Pojok-aktivis

Dari Gelap Menuju Terang

Menyalinkode AMP
Menyalinkode AMP

Friday, August 7, 2020

Ledakan Besar Mengguncang Beirut Menyingkap 'Bom Politik' Korup Di Lebanon!

 


Endah Sulistiowati

(Dir. Muslimah Voice)


Dikutip dari CNN, ledakan yang mengguncang Beirut pada Selasa petang (04/08/2020) menimbulkan kerusakan besar pada Istana Baabda. Kediaman resmi presiden Lebanon itu, menurut media Pemerintah Lebanon, turut terdampak besarnya ledakan. Selain itu, ledakan yang mengguncang Beirut pada Selasa sore terasa di pulau tetangga Siprus, sekitar 240 kilometer jauhnya dari Lebanon, menurut European-Mediterranean Seismological Center (EMSC).

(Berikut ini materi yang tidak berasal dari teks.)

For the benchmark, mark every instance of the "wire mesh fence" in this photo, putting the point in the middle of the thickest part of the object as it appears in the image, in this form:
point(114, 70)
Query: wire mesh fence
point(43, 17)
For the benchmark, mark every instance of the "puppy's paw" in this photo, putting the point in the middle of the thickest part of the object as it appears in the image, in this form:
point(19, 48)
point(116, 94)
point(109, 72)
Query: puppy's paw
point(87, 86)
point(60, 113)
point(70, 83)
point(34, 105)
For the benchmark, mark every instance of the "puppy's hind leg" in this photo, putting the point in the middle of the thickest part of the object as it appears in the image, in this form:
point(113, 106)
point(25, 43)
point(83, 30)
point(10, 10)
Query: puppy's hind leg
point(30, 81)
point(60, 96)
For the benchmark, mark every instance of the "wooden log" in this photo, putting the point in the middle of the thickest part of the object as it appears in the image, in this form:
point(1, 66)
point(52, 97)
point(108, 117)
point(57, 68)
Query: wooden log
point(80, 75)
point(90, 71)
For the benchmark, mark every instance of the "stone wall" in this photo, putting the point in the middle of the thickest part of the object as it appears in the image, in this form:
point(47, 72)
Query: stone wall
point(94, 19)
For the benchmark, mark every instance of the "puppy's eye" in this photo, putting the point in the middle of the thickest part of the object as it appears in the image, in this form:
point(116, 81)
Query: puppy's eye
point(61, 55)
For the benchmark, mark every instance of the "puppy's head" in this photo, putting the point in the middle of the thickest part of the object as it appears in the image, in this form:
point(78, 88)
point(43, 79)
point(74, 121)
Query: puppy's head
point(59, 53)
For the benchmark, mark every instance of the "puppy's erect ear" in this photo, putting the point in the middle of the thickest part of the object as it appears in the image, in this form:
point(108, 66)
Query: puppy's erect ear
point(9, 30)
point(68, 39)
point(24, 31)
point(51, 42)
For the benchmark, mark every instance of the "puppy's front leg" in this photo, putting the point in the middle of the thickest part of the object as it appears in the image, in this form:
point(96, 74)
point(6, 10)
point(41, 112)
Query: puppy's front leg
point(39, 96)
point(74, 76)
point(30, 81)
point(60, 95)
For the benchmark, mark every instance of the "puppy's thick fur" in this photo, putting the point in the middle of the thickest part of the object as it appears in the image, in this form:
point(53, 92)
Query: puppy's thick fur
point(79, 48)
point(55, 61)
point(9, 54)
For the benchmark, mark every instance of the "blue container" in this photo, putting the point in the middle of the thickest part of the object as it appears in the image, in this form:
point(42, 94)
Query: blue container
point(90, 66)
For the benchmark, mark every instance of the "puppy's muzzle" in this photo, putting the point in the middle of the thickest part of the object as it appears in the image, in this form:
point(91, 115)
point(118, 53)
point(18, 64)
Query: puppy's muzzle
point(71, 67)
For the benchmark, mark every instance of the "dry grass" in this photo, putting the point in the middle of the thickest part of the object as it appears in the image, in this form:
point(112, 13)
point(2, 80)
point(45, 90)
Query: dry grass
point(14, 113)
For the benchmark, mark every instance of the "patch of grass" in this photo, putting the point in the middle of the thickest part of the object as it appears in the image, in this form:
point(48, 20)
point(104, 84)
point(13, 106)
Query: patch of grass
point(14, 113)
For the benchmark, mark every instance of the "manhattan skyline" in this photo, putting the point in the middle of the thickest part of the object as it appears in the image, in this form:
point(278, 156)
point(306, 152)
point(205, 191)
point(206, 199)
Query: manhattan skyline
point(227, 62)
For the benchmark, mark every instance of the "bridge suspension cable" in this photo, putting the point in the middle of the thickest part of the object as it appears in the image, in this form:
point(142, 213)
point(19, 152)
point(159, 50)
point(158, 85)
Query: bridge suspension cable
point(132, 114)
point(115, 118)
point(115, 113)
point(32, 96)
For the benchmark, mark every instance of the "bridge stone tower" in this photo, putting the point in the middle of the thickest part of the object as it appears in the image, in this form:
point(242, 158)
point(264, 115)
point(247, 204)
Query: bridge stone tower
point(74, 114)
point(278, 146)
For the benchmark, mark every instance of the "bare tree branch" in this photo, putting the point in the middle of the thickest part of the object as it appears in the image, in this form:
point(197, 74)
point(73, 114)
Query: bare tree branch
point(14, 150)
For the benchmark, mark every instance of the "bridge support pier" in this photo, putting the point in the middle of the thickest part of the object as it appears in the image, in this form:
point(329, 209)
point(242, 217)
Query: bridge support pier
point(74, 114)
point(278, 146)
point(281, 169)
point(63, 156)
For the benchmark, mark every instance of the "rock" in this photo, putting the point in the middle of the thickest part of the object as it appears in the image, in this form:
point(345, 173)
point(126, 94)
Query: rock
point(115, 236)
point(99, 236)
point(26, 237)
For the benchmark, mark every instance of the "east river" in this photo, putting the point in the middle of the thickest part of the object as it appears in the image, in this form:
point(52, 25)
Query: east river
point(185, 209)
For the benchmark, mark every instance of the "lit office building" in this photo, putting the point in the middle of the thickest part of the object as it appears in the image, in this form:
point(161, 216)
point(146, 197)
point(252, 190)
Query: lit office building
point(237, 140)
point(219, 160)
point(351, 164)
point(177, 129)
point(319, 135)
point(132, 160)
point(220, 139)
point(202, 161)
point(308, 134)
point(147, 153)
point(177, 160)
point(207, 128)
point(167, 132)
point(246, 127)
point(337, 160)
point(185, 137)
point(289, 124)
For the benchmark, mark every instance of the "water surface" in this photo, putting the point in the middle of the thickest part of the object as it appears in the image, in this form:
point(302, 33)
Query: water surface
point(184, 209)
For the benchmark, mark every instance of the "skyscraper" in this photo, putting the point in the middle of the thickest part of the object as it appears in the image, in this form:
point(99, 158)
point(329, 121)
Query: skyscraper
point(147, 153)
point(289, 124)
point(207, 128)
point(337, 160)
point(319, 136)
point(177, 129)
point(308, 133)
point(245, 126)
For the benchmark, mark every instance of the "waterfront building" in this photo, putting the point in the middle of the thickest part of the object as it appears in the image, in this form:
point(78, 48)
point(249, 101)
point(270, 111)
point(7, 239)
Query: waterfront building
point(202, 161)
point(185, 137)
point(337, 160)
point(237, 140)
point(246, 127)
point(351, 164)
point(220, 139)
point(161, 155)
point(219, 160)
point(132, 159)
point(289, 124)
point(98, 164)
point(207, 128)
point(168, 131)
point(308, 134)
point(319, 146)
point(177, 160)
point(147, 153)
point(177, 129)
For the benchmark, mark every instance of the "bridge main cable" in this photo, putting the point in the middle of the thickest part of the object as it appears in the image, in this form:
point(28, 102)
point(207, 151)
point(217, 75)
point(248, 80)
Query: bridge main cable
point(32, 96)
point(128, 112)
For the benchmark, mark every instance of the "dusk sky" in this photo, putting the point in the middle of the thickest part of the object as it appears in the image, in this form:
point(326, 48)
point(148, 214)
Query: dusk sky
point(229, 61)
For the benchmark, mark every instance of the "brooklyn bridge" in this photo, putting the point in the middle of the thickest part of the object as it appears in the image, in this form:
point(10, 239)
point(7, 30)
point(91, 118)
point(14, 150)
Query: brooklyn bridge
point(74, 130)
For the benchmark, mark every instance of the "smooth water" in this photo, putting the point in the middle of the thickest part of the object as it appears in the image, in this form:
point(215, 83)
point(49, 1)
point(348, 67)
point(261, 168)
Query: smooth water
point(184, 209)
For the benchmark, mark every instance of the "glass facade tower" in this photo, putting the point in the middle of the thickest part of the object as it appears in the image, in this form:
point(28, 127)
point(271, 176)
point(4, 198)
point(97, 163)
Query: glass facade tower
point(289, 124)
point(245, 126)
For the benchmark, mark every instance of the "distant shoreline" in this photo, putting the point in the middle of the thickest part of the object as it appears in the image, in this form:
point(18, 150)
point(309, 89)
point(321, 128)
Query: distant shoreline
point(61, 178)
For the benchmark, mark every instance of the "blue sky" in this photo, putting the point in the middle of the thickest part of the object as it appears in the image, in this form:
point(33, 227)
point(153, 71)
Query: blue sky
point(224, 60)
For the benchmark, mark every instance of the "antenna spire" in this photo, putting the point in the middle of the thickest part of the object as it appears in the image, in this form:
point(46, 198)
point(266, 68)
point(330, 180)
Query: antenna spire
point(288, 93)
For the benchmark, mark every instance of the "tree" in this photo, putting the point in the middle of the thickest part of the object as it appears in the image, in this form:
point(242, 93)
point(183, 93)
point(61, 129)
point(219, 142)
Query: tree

Saat tulisan ini dibuat (05/08/2020), lebih dari 100 orang meninggal dunia dan 4 ribu lainnya terluka akibat ledakan dahsyat di pelabuhan Beirut, Lebanon.  Presiden Lebanon Michel Aoun mengaku telah mengetahui sumber penyebab ledakan.

Dalam akun Twitter Kepresidenan Lebanon, Aoun mengungkap penyebab ledakan di Beirut pada Selasa 4 Agustus waktu setempat itu adalah amonium nitrat. Ia menyatakan, penimbunan 2.750 ton amonium nitrat di sebuah gudang tanpa langkah keamanan tidak dapat diterima. Aoun menekankan, mereka yang bertanggung jawab atas tragedi ledakan di Beirut tersebut harus diganjar hukuman paling berat, seperti dikutip dari kantor berita Anadulo, Rabu (5/8/2020). (Liputan6.com)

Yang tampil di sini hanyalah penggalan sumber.